Turkish President Recep Tayyip Erdogan

President Recep Tayyip Erdoğan said that voting “no” in a referendum that would introduce an executive presidency in Turkey would mean consenting to evil, while speaking with journalists on the way back from a trip to Bahrain, Saudi Arabia and Qatar.

As Turkey moves towards a critical referendum on April 16, President Erdoğan continues to campaign for a “yes” vote, which will grant him unprecedented powers as president. “We are not pressuring ‘naysayers,’ but there is no good in saying no,” Erdoğan told pro-government journalists who accompanied him on his trip to the Gulf.

“Consenting to evil is evil,” Erdoğan said in reference to potential naysayers in the referendum to vote in a system change in Turkey.

Erdoğan also added that once the referendum ends in a victory of votes in favor, he would become a member of the ruling Justice and Development Party (AKP).

Yesterday, Erdoğan claimed that he does not want the change in system of governance for himself.

“I am not so lacking in character as to ask for this system for myself,” Erdoğan said during an opening ceremony for a facility in the heartland Anatolia province of Kahramanmaraş.

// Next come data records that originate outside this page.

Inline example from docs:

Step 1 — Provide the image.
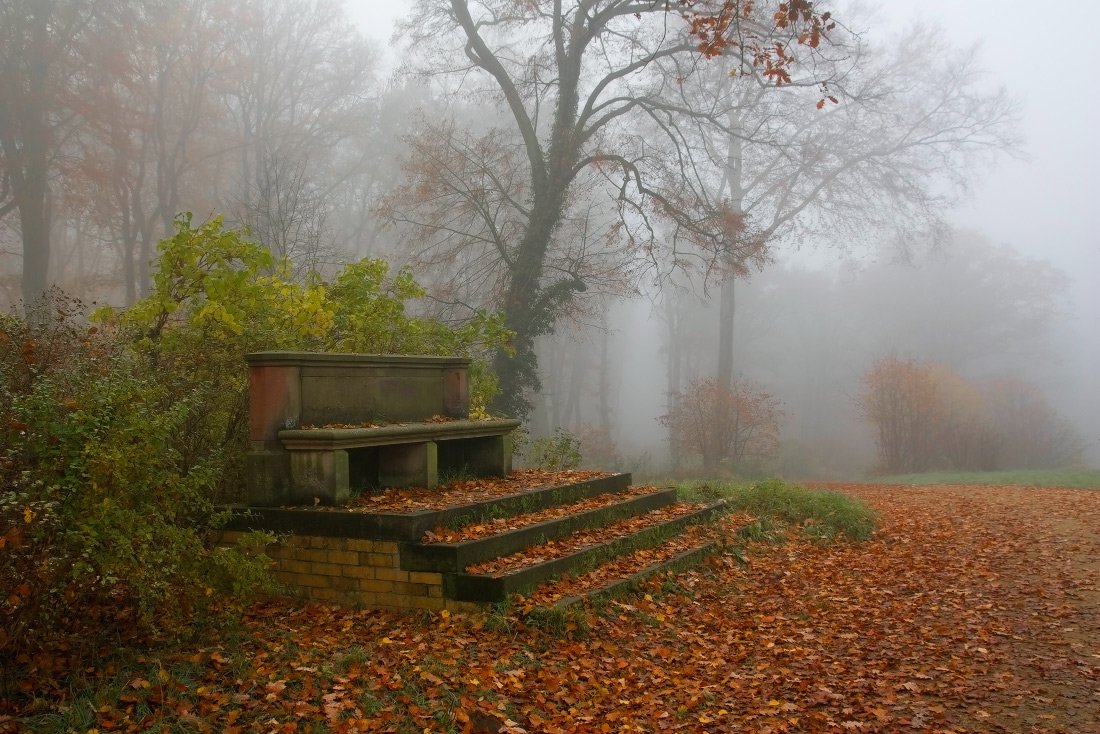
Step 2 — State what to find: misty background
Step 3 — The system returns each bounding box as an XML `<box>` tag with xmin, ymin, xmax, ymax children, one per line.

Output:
<box><xmin>0</xmin><ymin>0</ymin><xmax>1100</xmax><ymax>479</ymax></box>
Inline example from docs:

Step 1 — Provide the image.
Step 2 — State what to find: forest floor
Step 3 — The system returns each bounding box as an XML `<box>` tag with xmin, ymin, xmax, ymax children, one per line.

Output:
<box><xmin>0</xmin><ymin>484</ymin><xmax>1100</xmax><ymax>734</ymax></box>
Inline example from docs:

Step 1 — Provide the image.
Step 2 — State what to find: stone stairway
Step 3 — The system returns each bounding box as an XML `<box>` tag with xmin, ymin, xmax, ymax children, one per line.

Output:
<box><xmin>227</xmin><ymin>474</ymin><xmax>725</xmax><ymax>610</ymax></box>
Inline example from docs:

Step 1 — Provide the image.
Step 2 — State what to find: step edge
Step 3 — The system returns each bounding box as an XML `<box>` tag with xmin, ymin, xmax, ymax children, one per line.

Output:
<box><xmin>402</xmin><ymin>487</ymin><xmax>677</xmax><ymax>573</ymax></box>
<box><xmin>550</xmin><ymin>540</ymin><xmax>718</xmax><ymax>612</ymax></box>
<box><xmin>443</xmin><ymin>499</ymin><xmax>728</xmax><ymax>602</ymax></box>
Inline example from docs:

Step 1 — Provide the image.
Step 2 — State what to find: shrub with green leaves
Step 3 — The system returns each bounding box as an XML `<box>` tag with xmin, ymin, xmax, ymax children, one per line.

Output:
<box><xmin>679</xmin><ymin>479</ymin><xmax>878</xmax><ymax>540</ymax></box>
<box><xmin>0</xmin><ymin>294</ymin><xmax>275</xmax><ymax>651</ymax></box>
<box><xmin>94</xmin><ymin>216</ymin><xmax>509</xmax><ymax>502</ymax></box>
<box><xmin>524</xmin><ymin>428</ymin><xmax>581</xmax><ymax>471</ymax></box>
<box><xmin>0</xmin><ymin>216</ymin><xmax>509</xmax><ymax>656</ymax></box>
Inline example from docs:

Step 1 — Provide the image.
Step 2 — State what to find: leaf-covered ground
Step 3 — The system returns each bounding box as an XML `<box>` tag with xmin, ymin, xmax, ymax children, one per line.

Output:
<box><xmin>0</xmin><ymin>485</ymin><xmax>1100</xmax><ymax>734</ymax></box>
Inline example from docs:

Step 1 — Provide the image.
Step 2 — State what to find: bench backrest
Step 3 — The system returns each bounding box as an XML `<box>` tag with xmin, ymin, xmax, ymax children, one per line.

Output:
<box><xmin>245</xmin><ymin>352</ymin><xmax>470</xmax><ymax>449</ymax></box>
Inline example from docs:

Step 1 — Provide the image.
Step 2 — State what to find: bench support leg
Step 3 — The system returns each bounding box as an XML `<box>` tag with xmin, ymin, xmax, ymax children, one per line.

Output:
<box><xmin>463</xmin><ymin>435</ymin><xmax>512</xmax><ymax>476</ymax></box>
<box><xmin>378</xmin><ymin>441</ymin><xmax>439</xmax><ymax>487</ymax></box>
<box><xmin>290</xmin><ymin>449</ymin><xmax>351</xmax><ymax>506</ymax></box>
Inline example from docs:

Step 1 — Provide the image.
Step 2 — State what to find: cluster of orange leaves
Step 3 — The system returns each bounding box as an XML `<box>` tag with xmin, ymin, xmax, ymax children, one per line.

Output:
<box><xmin>421</xmin><ymin>486</ymin><xmax>659</xmax><ymax>543</ymax></box>
<box><xmin>0</xmin><ymin>485</ymin><xmax>1100</xmax><ymax>734</ymax></box>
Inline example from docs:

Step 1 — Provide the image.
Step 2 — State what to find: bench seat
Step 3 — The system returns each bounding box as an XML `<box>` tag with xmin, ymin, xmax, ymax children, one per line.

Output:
<box><xmin>278</xmin><ymin>418</ymin><xmax>520</xmax><ymax>505</ymax></box>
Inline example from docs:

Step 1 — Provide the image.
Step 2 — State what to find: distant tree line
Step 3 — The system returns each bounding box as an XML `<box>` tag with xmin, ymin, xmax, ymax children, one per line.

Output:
<box><xmin>856</xmin><ymin>357</ymin><xmax>1085</xmax><ymax>474</ymax></box>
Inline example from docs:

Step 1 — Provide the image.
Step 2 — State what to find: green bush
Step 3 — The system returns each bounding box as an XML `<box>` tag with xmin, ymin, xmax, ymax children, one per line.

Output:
<box><xmin>524</xmin><ymin>428</ymin><xmax>581</xmax><ymax>471</ymax></box>
<box><xmin>0</xmin><ymin>294</ymin><xmax>275</xmax><ymax>650</ymax></box>
<box><xmin>94</xmin><ymin>216</ymin><xmax>509</xmax><ymax>502</ymax></box>
<box><xmin>0</xmin><ymin>217</ymin><xmax>508</xmax><ymax>656</ymax></box>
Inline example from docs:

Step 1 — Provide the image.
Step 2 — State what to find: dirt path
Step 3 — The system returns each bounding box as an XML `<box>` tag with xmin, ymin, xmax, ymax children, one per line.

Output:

However, right after claiming that the transition to an executive presidency, which will vest the president with unprecedented powers, was not part of his personal ambitions, Erdoğan added that he has been planning for such a system since his term as mayor of İstanbul in the 1990s.

“The executive presidency has been a project of mine,” Erdoğan told the people, adding that he would wage a campaign for a “yes” vote in the referendum with the opposition Nationalist Movement Party (MHP).

Earlier, Erdoğan had said that the naysayers are taking sides with the plotters of an abortive coup on July 15, 2016.

Critics say Erdoğan will officially be a one-man regime with unchecked powers if the change in system is realized in Turkey.